During the course of this walk both Harold and Maureen, whom he leaves behind, begin separately to untangle the wreckage of their relationship, and in particular to consider the truth about the son they idolized. In doing so, they surprise themselves by rediscovering their love for each other.
It’s an interesting idea for a novel and it’s refreshing to read a love story featuring such elderly characters. There are some fine lines such as, ‘Maureen gave a shrill laugh that sounded like she had just emptied it out of a packet,’ but there are also a lot of platitudes including, ‘It was as much of a gift to receive as it was to give,’ or ‘The people he met, the places he passed were all steps in his journey and he kept a place inside his heart for each of them.’

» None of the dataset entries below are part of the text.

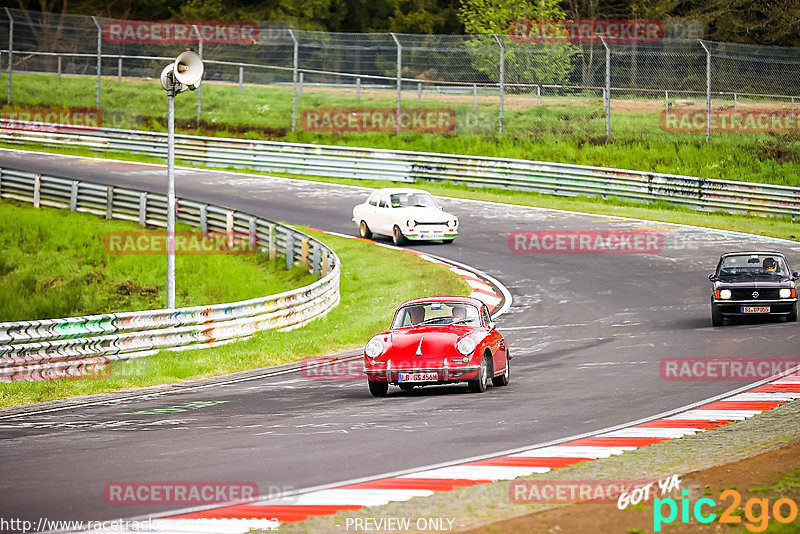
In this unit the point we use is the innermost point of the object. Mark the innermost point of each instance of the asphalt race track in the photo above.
(587, 332)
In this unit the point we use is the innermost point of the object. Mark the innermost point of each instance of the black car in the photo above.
(753, 283)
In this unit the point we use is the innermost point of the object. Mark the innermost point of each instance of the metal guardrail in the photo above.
(405, 166)
(76, 346)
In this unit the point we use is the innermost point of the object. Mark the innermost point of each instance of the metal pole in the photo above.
(708, 89)
(10, 52)
(607, 89)
(99, 59)
(399, 79)
(199, 89)
(294, 82)
(171, 198)
(502, 81)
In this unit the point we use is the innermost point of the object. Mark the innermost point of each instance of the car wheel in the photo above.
(478, 384)
(364, 231)
(378, 389)
(397, 236)
(502, 380)
(716, 316)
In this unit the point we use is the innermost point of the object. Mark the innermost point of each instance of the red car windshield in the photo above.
(437, 313)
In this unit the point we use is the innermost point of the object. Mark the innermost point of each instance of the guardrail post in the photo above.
(304, 253)
(204, 220)
(607, 90)
(99, 58)
(109, 202)
(399, 80)
(315, 267)
(294, 84)
(229, 228)
(142, 208)
(37, 190)
(10, 52)
(502, 85)
(251, 231)
(273, 243)
(708, 89)
(73, 196)
(289, 249)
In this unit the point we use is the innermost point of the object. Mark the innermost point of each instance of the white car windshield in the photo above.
(405, 200)
(437, 313)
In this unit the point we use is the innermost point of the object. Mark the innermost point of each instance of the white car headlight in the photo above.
(373, 349)
(466, 346)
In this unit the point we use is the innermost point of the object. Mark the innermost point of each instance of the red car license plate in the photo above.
(755, 309)
(418, 377)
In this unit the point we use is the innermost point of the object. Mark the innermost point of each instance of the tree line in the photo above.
(764, 22)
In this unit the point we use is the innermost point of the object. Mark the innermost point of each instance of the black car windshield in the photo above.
(405, 200)
(437, 313)
(752, 265)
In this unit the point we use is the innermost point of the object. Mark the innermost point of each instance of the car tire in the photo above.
(378, 389)
(502, 380)
(364, 231)
(397, 236)
(478, 384)
(716, 316)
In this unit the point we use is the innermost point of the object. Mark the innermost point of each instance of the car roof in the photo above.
(463, 300)
(399, 190)
(760, 252)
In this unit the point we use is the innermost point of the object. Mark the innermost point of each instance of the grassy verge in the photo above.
(53, 263)
(374, 281)
(779, 227)
(565, 129)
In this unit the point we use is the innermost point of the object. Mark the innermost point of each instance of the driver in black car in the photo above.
(770, 266)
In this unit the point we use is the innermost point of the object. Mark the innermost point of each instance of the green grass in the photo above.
(53, 263)
(563, 129)
(375, 280)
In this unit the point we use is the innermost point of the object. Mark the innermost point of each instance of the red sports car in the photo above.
(440, 340)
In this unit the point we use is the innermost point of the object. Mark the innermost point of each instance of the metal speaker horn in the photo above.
(189, 70)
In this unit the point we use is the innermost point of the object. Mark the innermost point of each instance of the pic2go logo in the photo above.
(756, 511)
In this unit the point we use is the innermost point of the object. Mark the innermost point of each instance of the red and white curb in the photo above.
(705, 415)
(485, 288)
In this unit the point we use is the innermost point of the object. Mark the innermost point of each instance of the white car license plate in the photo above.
(755, 309)
(418, 377)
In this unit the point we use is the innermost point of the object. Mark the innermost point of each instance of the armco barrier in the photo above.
(68, 347)
(404, 166)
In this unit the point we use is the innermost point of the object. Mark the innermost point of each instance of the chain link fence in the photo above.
(285, 79)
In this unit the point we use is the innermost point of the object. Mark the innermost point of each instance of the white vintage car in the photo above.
(404, 214)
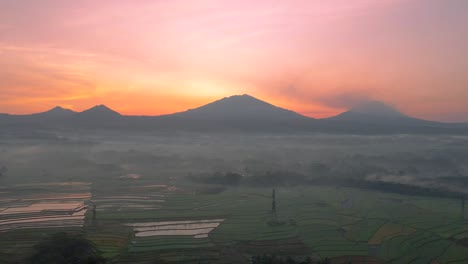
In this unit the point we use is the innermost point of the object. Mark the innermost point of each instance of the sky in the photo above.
(318, 58)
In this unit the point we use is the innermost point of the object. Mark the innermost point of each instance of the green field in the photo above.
(310, 221)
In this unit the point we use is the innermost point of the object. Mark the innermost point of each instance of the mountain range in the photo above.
(238, 113)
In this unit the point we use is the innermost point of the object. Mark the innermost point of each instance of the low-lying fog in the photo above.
(434, 162)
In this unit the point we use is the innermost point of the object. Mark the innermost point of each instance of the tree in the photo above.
(3, 171)
(63, 248)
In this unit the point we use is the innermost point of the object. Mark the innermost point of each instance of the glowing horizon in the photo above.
(318, 58)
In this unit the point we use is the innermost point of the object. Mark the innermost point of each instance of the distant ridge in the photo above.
(377, 113)
(240, 107)
(57, 112)
(237, 113)
(99, 111)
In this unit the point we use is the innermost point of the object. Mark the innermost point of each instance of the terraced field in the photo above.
(139, 221)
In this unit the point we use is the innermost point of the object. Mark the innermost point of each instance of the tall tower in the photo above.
(463, 207)
(273, 203)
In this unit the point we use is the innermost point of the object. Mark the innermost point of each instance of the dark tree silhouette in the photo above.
(63, 248)
(3, 171)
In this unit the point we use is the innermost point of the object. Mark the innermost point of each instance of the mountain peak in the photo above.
(239, 107)
(376, 108)
(100, 110)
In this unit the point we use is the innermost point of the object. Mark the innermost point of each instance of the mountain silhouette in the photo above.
(56, 112)
(99, 111)
(238, 113)
(240, 107)
(375, 112)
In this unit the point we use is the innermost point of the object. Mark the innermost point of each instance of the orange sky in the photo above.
(155, 57)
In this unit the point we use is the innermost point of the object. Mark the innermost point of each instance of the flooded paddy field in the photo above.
(140, 206)
(146, 220)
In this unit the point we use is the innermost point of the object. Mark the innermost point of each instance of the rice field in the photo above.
(139, 220)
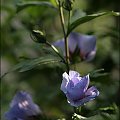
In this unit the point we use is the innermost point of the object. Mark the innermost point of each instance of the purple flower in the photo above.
(76, 88)
(22, 107)
(86, 45)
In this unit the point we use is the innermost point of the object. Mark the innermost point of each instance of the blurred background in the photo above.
(43, 82)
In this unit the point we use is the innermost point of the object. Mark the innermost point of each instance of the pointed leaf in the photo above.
(87, 18)
(21, 6)
(29, 64)
(32, 63)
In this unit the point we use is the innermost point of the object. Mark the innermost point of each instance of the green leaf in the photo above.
(21, 6)
(98, 73)
(87, 18)
(32, 63)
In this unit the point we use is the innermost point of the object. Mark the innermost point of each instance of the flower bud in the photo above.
(38, 36)
(68, 4)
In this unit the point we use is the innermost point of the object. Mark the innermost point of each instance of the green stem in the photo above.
(65, 37)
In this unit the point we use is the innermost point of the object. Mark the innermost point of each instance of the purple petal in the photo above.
(78, 89)
(22, 106)
(83, 83)
(64, 82)
(92, 91)
(73, 74)
(91, 94)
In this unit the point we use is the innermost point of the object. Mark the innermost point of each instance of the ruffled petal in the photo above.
(92, 91)
(73, 74)
(65, 82)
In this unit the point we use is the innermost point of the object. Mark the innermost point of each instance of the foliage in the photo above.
(42, 80)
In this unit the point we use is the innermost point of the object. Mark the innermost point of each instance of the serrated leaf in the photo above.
(87, 18)
(21, 6)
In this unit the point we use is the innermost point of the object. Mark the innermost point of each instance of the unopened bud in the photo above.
(38, 36)
(68, 4)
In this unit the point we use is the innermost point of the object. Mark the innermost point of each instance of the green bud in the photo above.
(38, 36)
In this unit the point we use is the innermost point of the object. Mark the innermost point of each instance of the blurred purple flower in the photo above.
(76, 88)
(86, 44)
(22, 107)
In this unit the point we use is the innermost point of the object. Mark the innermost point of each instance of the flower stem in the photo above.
(56, 51)
(65, 37)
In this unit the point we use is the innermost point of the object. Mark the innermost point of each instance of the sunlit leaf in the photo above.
(29, 64)
(21, 6)
(87, 18)
(32, 63)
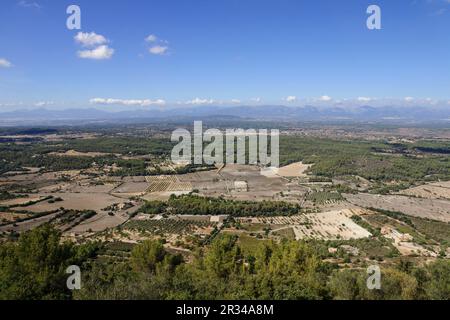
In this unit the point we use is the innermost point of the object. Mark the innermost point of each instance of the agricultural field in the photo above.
(416, 207)
(115, 192)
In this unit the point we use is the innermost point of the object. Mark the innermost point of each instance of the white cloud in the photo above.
(325, 98)
(5, 63)
(291, 99)
(198, 101)
(43, 103)
(99, 53)
(151, 38)
(159, 50)
(91, 39)
(128, 102)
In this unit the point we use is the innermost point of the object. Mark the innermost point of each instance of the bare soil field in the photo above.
(11, 216)
(437, 190)
(29, 224)
(76, 201)
(331, 225)
(417, 207)
(297, 169)
(132, 187)
(21, 201)
(73, 153)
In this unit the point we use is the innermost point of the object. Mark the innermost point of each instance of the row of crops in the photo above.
(167, 226)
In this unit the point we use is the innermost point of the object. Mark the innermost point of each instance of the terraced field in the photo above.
(167, 226)
(167, 183)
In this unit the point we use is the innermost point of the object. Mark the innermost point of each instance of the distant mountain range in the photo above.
(278, 113)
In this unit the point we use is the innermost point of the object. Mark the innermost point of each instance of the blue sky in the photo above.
(223, 52)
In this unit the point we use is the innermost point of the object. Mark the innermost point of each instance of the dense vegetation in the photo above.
(197, 205)
(377, 161)
(34, 268)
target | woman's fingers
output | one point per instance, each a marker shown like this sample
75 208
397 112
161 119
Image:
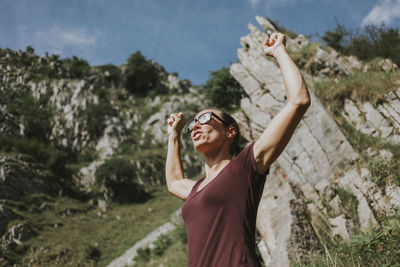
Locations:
175 118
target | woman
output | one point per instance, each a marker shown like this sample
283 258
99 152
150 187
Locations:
220 209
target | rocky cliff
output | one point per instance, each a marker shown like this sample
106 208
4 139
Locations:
64 124
68 129
319 162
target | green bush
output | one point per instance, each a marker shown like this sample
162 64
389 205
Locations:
223 90
142 76
116 175
77 68
35 118
366 43
114 74
95 117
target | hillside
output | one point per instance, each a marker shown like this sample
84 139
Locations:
83 151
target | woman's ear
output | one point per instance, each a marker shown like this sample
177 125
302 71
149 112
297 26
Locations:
231 133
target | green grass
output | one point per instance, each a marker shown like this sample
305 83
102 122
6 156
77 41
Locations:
79 234
361 86
379 247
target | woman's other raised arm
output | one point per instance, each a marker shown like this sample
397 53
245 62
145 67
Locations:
176 183
281 128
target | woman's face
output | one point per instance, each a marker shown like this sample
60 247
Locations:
208 135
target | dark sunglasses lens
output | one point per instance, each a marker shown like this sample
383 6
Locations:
190 126
205 118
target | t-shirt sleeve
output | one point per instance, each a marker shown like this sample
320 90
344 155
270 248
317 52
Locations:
247 160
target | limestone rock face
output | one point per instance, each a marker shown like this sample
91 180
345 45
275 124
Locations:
305 172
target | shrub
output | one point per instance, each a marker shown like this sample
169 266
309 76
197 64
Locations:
77 68
366 43
95 115
36 118
116 175
223 90
142 76
112 74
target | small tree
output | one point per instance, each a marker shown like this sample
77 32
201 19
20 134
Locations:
116 176
141 75
223 90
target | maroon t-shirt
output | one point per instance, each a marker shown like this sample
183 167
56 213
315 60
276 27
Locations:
220 218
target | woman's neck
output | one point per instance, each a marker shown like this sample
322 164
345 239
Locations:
214 163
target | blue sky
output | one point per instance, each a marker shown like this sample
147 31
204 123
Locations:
185 36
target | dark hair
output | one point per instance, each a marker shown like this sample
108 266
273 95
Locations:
230 121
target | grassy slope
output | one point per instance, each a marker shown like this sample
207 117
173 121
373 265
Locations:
78 234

Entertaining and moving in places, this is the sort of book that people call life-affirming but for me it felt too whimsical and altogether too simple. What redeems it from outright sentimentality is the climax in which Harold finally reaches the hospice and encounters the awful reality of someone dying of throat cancer. This is a powerful and compelling scene and the one moment when the book really lives up to its potential.